I'm sorry if the syntax for the instructions are wrong.
http://agner.org/optimize/ has instruction timings for x86 CPUs, and microarch guides.
Shift and rotate with an immediate (compile-time-constant) count are single cycle latency on recent AMD and Intel.
Rotate-through-carry by any count other than 1 is slow, but probably constant-time. (data-dependent timing makes out-of-order execution dependency tracking even trickier, so I think they just take the maximum.
Another strange thing: apparently IvyBridge / Haswell take an extra uop for the short-form ROL / ROR
rotate-by-1 opcode, so throughput is half compared to the normal opcode with an imm8
count of 1.
re: HLA: C and C++ compilers have good support for intrinsics now (functions that turn into inline instructions).

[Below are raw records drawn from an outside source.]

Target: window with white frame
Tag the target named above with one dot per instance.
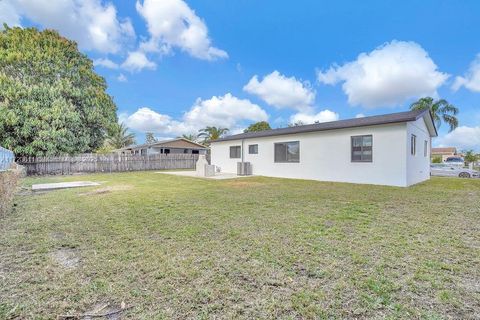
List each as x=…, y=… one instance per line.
x=235, y=152
x=362, y=148
x=413, y=145
x=287, y=151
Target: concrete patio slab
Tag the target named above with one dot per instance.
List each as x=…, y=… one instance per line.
x=217, y=176
x=63, y=185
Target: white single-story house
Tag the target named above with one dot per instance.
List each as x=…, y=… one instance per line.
x=391, y=149
x=173, y=146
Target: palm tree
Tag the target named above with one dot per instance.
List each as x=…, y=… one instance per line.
x=442, y=111
x=211, y=133
x=119, y=137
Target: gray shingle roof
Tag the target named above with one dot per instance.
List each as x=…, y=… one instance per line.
x=341, y=124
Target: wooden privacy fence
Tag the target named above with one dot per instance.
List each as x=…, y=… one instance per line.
x=106, y=163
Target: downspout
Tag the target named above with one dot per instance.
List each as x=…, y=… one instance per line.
x=242, y=149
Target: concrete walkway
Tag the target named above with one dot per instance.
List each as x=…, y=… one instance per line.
x=63, y=185
x=217, y=176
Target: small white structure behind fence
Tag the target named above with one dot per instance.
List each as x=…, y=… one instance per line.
x=91, y=163
x=6, y=159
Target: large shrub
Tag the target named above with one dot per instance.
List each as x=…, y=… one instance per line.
x=51, y=100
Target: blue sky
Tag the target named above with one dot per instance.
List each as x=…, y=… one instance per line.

There's not as much of a use-case for HLA anymore, I think I remember reading. According to some source I can't remember (sorry >.<), these days you might as well just learn normal asm. A lot of the time, you can get speedups from using vector instructions (or bit-manipulation, like popcount) through intrinsics in C/C++.
If you're having fun learning HLA, and think it's useful, then best of luck to you, though.